Neue Chance für Teltowerin
Der ehemaligen Schlecker-Beschäftigten Daniela Stockmann ist erspart geblieben, was anderen ehemaligen Mitarbeitern des Unternehmens jetzt blüht: Die Arbeitslosigkeit aufgrund der Zerschlagung der Drogeriekette. Obwohl sie selbst inzwischen einen Einstieg in ihren Traumjob finden konnte, ist sie bestürzt über die aktuellen Geschehnisse. Denn nicht nur auf Bundes- und Landesebene, sondern nicht zuletzt auch auf kommunaler Ebene berührt das Thema zahlreiche Menschen.
Brandenburgs Arbeitsminister Günter Baaske rief jüngst dazu auf, mit gemeinsamem Engagement möglichst viele bisherige Schlecker-Beschäftigte wieder in Arbeit zu bringen. Auch Teltows Bürgermeister Thomas Schmidt setzte sich intensiv mit dem Thema auseinander. Bereits im Zuge der ersten Schließungswelle besuchte er die beiden Teltower Filialen, um die Mitarbeiter vor Ort zu kontaktieren und Unterstützung im Rahmen seiner Möglichkeiten anzubieten. „Das war das Mindeste, was ich tun konnte“, so Schmidt. Es war aber gerade dieses Gespräch mit dem Bürgermeister, das die ehemalige Schlecker-Beschäftigte und Teltowerin Daniela Stockmann darin bestärkte, sich im städtischen Unternehmen Kindertagesstätten auf die Teilnahme an einer Qualifizierungsmaßnahme zur Erzieherin zu bewerben. „Als Frau Stockmann äußerte, dass sie sehr gern mit Kindern arbeiten würde, habe ich ihr in unserem Gespräch kurz noch einmal die Möglichkeiten dieses Bildungsweges und eines damit verbundenen Quereinstieges aufgezeigt.“
Ob Wink des Schicksals oder nicht: Erfolgreich durchlief Daniela Stockmann das entsprechende Bewerbungsverfahren und nimmt seither an einer dreijährigen Qualifizierungsmaßnahme teil, deren Praxisteil in einer Teltower Kindertagesstätte absolviert wird.

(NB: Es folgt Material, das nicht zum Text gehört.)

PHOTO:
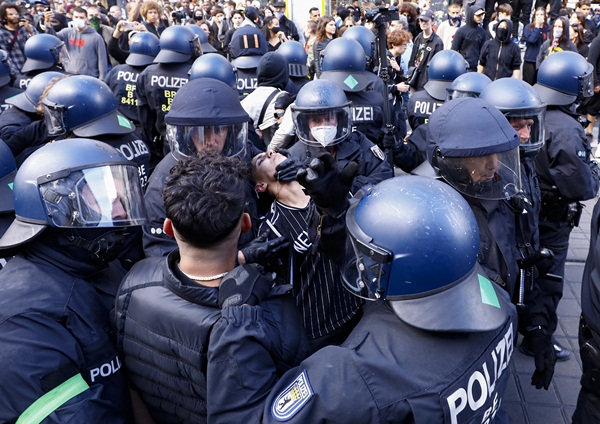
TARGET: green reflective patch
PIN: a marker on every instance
(488, 294)
(124, 122)
(351, 82)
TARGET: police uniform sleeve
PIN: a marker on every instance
(570, 164)
(250, 346)
(43, 357)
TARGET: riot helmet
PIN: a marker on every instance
(205, 46)
(143, 48)
(178, 44)
(28, 100)
(214, 66)
(206, 116)
(475, 149)
(413, 241)
(296, 56)
(85, 106)
(321, 114)
(524, 109)
(74, 184)
(469, 84)
(442, 70)
(564, 78)
(42, 52)
(247, 46)
(365, 38)
(343, 62)
(5, 72)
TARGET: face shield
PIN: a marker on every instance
(366, 267)
(105, 196)
(529, 124)
(54, 118)
(493, 177)
(322, 127)
(225, 140)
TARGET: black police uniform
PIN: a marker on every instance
(122, 80)
(588, 403)
(420, 107)
(378, 374)
(5, 93)
(567, 176)
(373, 165)
(164, 321)
(156, 88)
(54, 326)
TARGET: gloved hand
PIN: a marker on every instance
(543, 353)
(261, 250)
(327, 185)
(244, 285)
(287, 170)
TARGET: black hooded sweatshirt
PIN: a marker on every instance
(500, 56)
(469, 39)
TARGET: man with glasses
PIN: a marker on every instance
(14, 32)
(469, 39)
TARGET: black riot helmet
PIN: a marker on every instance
(321, 114)
(475, 149)
(524, 109)
(206, 116)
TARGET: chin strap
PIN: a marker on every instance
(103, 246)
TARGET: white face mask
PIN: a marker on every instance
(324, 134)
(557, 32)
(79, 23)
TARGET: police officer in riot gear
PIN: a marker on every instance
(247, 46)
(401, 334)
(84, 106)
(122, 79)
(296, 56)
(6, 90)
(23, 111)
(43, 53)
(467, 85)
(343, 62)
(74, 201)
(206, 116)
(442, 70)
(214, 66)
(566, 171)
(158, 84)
(475, 149)
(322, 116)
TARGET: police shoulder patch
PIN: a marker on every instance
(293, 398)
(377, 152)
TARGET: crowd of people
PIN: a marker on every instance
(210, 214)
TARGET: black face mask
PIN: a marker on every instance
(502, 33)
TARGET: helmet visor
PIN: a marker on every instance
(494, 177)
(530, 126)
(105, 196)
(54, 120)
(226, 140)
(366, 266)
(322, 127)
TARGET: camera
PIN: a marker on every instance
(178, 16)
(382, 15)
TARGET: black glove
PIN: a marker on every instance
(244, 285)
(287, 170)
(327, 185)
(261, 250)
(543, 353)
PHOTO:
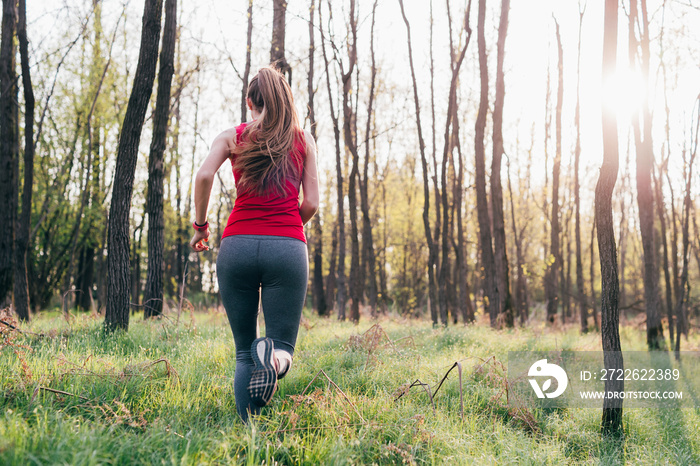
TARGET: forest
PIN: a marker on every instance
(480, 163)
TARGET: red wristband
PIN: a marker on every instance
(200, 227)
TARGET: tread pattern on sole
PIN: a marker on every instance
(263, 381)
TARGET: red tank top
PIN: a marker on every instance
(270, 214)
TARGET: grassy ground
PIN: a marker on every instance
(163, 393)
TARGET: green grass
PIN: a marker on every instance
(121, 409)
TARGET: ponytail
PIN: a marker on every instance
(263, 151)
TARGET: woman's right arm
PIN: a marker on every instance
(219, 152)
(309, 182)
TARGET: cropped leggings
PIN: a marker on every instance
(273, 270)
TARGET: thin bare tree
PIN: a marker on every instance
(118, 304)
(21, 288)
(277, 54)
(610, 314)
(367, 236)
(432, 246)
(319, 296)
(500, 250)
(9, 150)
(645, 195)
(153, 292)
(488, 273)
(339, 277)
(580, 287)
(555, 258)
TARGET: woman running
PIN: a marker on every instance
(263, 256)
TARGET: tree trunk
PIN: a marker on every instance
(9, 153)
(367, 236)
(432, 247)
(521, 298)
(153, 293)
(645, 196)
(661, 212)
(551, 283)
(246, 71)
(117, 315)
(488, 272)
(580, 287)
(340, 276)
(319, 297)
(277, 57)
(350, 145)
(21, 288)
(681, 317)
(612, 407)
(499, 228)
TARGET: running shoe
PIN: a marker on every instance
(263, 381)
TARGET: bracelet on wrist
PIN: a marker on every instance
(199, 227)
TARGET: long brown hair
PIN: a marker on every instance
(263, 151)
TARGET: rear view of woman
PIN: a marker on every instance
(263, 256)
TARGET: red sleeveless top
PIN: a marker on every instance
(270, 214)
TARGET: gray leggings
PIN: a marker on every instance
(270, 269)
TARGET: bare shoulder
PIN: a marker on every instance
(310, 142)
(226, 137)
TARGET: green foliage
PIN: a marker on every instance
(163, 393)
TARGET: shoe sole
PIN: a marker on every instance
(263, 381)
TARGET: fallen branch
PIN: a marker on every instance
(53, 390)
(20, 330)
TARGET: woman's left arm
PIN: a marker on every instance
(219, 152)
(309, 182)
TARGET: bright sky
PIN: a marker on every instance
(216, 29)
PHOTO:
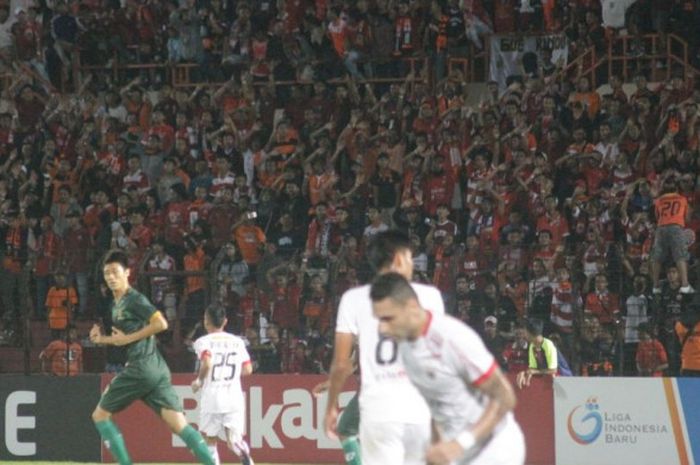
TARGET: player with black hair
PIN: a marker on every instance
(394, 422)
(146, 377)
(223, 359)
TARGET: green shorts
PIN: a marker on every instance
(147, 379)
(349, 422)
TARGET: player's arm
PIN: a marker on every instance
(501, 400)
(341, 369)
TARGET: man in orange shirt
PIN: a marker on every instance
(60, 302)
(672, 212)
(249, 238)
(64, 355)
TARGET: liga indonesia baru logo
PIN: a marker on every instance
(589, 422)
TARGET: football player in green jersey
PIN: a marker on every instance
(146, 375)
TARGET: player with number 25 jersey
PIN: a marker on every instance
(223, 360)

Die Leiterin des Unternehmens Kindertagesstätten Solveig Haller ist sehr zufrieden mit ihrer neuen Mitarbeiterin: „Gerade im pädagogischen Bereich sind die Ansprüche an die Bewerber sehr hoch. Frau Stockmann ist unserer Ansicht nach überaus geeignet“, so Haller. Das sei natürlich nicht zuletzt auch dem eisernen Willen der Mitarbeiterin zu verdanken. Auch Daniela Stockmann ist sehr froh, dass die Stadt die Möglichkeit eines solchen Quereinstiegs bietet. „Das ist für mich eine echte Chance. Solche beruflichen Perspektiven sollten auch in anderen Berufszweigen angeboten werden“, findet sie. Die aktuelle Entwicklung ihres ehemaligen Arbeitgebers geht ihr aber immer noch sehr nahe: „Natürlich stehe ich im Kontakt mit einigen ehemaligen Kolleginnen. Nach über vier Jahren, die ich für Schlecker tätig war, beschäftigt mich das Thema tagtäglich.“ Sie selbst blickt positiv in die Zukunft und will sich nun gänzlich auf ihre neuen beruflichen Möglichkeiten konzentrieren.